I Comuni ricordano di aver salutato con favore l’obbligo di digitalizzazione dell’intero ciclo degli appalti scattato dal primo gennaio scorso, perché avrebbe dovuto produrre non solo trasparenza, ma anche semplificazione delle procedure, ed evidenziano che l’autorità di vigilanza ha chiesto e ottenuto di assumere il ruolo di ‘orchestratore’ dell’interscambio dati tra le diverse piattaforme informatiche coinvolte nel nuovo sistema. Ma lamentano che la data del primo gennaio ha comportato un blocco delle attività causato dai troppi malfunzionamenti del sistema di digitalizzazione.Per Asmel Consortile multa da 93mila euro e stop come centrale di committenzaL’Autorità anticorruzione (Anac) ha intanto comminato una sanzione da 93mila a Asmel Consortile, società che è stata anche sospesa dalla qualificazione come centrale di committenza, ottenuta illegittimamente. L’Autorità, si legge in una nota, ha provveduto a cancellare la società anche dall’elenco delle stazioni appaltanti qualificate. Pertanto Asmel Consortile non è titolata a svolgere gare in nome e per conto di enti pubblici. Anac ha chiarito che Asmel non è una centrale di committenza, né un soggetto aggregatore. Lo svolgimento delle funzioni di centralizzazione della committenza pubblica spetta ai soli soggetti pubblici. Asmel Consortile risulta priva dei requisiti di legge, secondo quanto approvato dal Consiglio di Anac con la delibera N. 195 del 23 aprile 2024.Nella delibera, Anac parla di “gravità della condotta di Asmel Consortile”.

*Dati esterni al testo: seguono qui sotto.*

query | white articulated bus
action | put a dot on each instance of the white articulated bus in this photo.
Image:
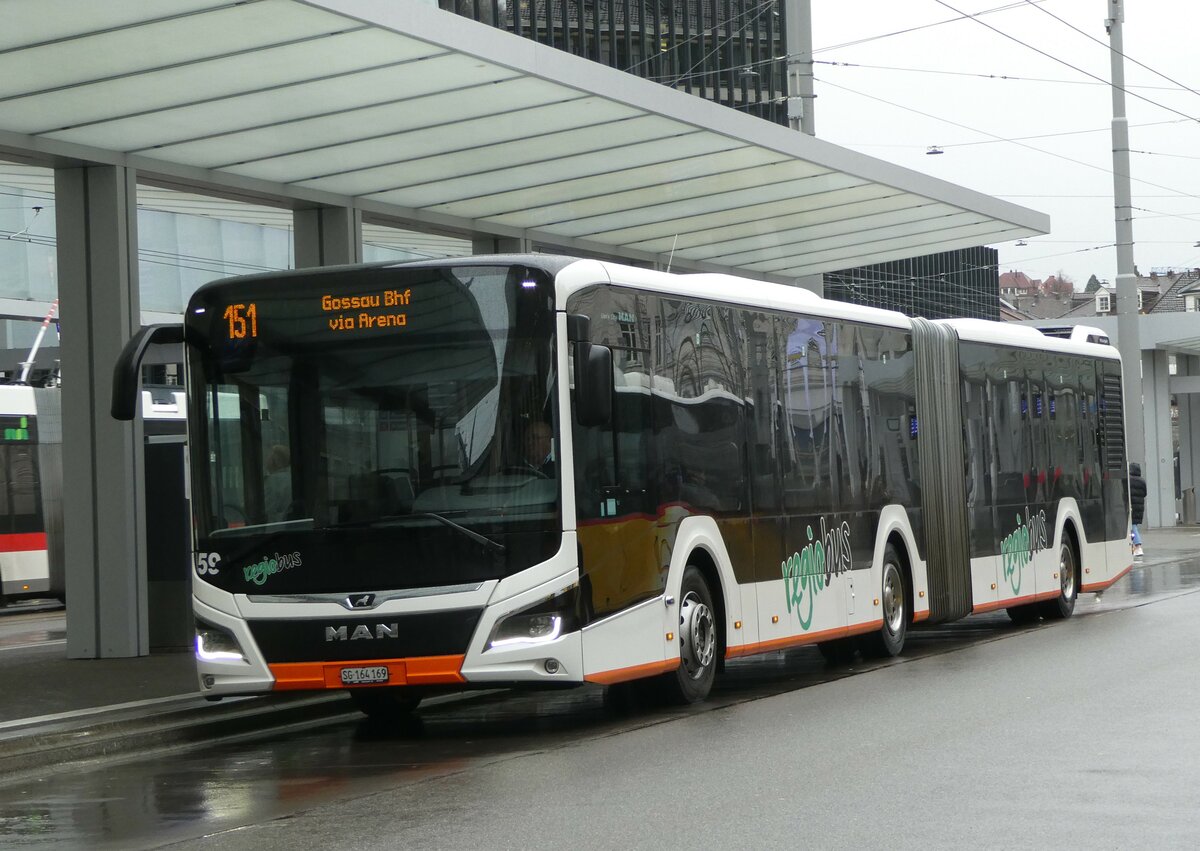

“Faremo valere in tutte le sedi le nostre ragioni”, annuncia Francesco Pinto, Segretario generale di Asmel. «Sono 10 anni che Anac ci descrive come malfattori e ci manda la Guardia di finanza. Non vuole prendere atto che l’Associazione rappresenta oltre 4.400 enti soci e la centrale opera con 2.000 Comuni e accomuna due realtà diverse con l’espressione Sistema Asnel che evoca ben altro tipo di struttura. Dimostreremo ancora una volta che il sistema Asnel è di gran lunga più corretto del sistema Anac”. Secondo il presidente “Anac dovrebbe spiegare perché non ha trasmesso gli atti alla Procura della Repubblica e perché la delibera non cita alcuna nostra falsa autodichiarazione. In compenso, sostiene di aver riscontrato solo oggi che nella Banca dati Anac degli appalti pubblicati negli ultimi 5 anni sono presenti 4.563 accessi che ritiene “illegittimi” da parte di Asmel Consortile che le hanno permesso di bandire altrettante gare illegittime. A suo avviso, questi presunti accessi illegittimi rappresentano false autodichiarazioni. Insomma, Anac dichiara di non aver saputo svolgere appieno il proprio ruolo di Autorità di Vigilanza. Anzi, sostiene di non essere finora riuscita a inibire questa presunta attività illegittima a causa di frammentarie e disorganiche riforme legislative e dei nostri diversi ricorsi. Come non fosse stata sempre coinvolta nei processi di riforma e non fosse legittima l’azione di tutela dei nostri diritti. In ogni caso, riconosce che le dichiarazioni su migliaia di accessi non sono avvenuti a sua insaputa. Messa in questi termini, la mancata vigilanza non sarebbe colposa ma dolosa”.